First time in Korea? Part 2.
As mentioned before, Korea has four seasons: winter, spring, summer and fall. It’s now fall and I just love it when the colors of the leaves change to almost every shade of red and gold. Love the color of the sky too! Plus, the temperature has dropped but still not as cold as in winter 🙂
To continue… there are four airlines that serves Manila/Clark/Cebu < --> Seoul/Busan flights. Korea’s carriers, Korean and Asiana, are quite expensive specially during the summer and winter vacations. As they say, it’s best to visit Korea in October or the middle of Spring as tickets are cheaper that time. I usually take Asiana as they have a direct flight from Seoul < --> Clark and the airport in Clark is just a 15 minute drive from where I live in the Philippines. I haven’t flown Philippines Airlines and Cebu Pacific.
At the airport. Incheon International Airport is one of the best airports in the world. After getting off the plane, it takes about three to five minutes to walk to the immigration. There are sections for Koreans and Non-Koreans or Foreigners. When my sister visited, she was asked how long she’ll stay here and where. She answered “less than a week” and “Seoul” (she doesn’t know my address). As a US passport holder, she didn’t need a visa to tour Korea for less than a month. Philippine-passport holders need to get the appropriate visas. The last time I traveled, there was a small group of Filipinos traveling as “tourists”. While waiting for my husband at the arrival area (he forgot that we were arriving at 6AM!), one of them approached me and asked if I could lend him some money to call his brother in Seoul. I lent him my phone card and helped him call, as he was not familiar with the public phone. Then he explained to me that a family of four that he was with were being questioned by the immigration officials. He explained that they’re not actually tourists. After almost an hour, the family was released and explained that they were questioned for traveling as a family.
After passing through the immigration, you go down to the baggage carousel. Carts are free to use, unlike in some airports where you have to pay US$3.00! There are stores and restaurants at the airport.
From Incheon Airport, you can travel to Seoul by bus or subway. The bus fare is 9,000 won (standard limousine). I’m not really sure about the subway fare (heard it’s 3,500 won) but it’s definitely not more than the bus fare. You can also take the taxi, but it’s gonna be a lot more expensive (plus you’ll have to pay the 7,000 won toll fee for a standard sized car).

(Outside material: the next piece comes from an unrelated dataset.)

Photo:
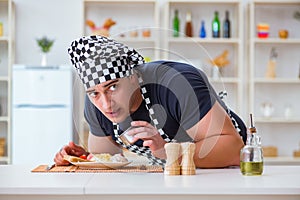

Escalator, pedxing, sidewalk. Most escalators in Korea have a yellow line in the middle of the steps. If you intend to walk up/down the escalator, use the left side. If you’re just gonna stand, then use the right side. If you stand on the left side, you’ll most likely be called for it or worse, somebody might just push you. Hehehe… Pexing (or pedestrian crossing). It used to be that Koreans walk and cross the street on the left side, shown by the directional arrows on pedestrian crossing and stairs. The government has changed this and you’ll now see the arrows on the right side. In the Philippines, I always walk on the right side but I’ve gotten used to the left side since a few years ago. Now, I have to train myself to walk on the right side again… Walking. Koreans walk on both sides of the sidewalk. Don’t be surprised if you get bumped a couple of times. It’s normal. IT HAPPENS ALL THE TIME! What I really hate is when there’s a group of girls/boys/old men/old women hogging the sidewalk that you just can’t pass through them. Motorcycles (o-to-bai in korean) use the sidewalks as well. So keep your ears alert too when walking. You wouldn’t want to be ran over by one.
Bus and subway. What makes it easy to tour Seoul is its bus and subway connections. Basic fare is 1,000 won. A prepaid transportation card or credit card saves you 100 won and you won’t need to pay again when you transfer. Buses are color coded and number coded. They only stop at designated bus stops. The Seoul bus route is available on the internet. There’s also a Seoul cyberstation map. A reminder: always give up your seat to senior citizens, pregnant women and disabled persons. In the subway train, seats are allocated for this group, so better not use them.
Self-service restaurants. I just have to write about this. In the Philippines, after eating in a fast-food joint we usually don’t throw out our leftovers or trash. In Korea, it’s a big no-no. After eating, you’ll have to throw out your own trash. Once my husband and I ate at a self-service pizza joint. Near our table is a group of five Filipino grown-up men (I know they’re Pinoys because they spoke Tagalog). When they were done, they just left their table and didn’t bother to put back their trays and dirty dishes on the designated table.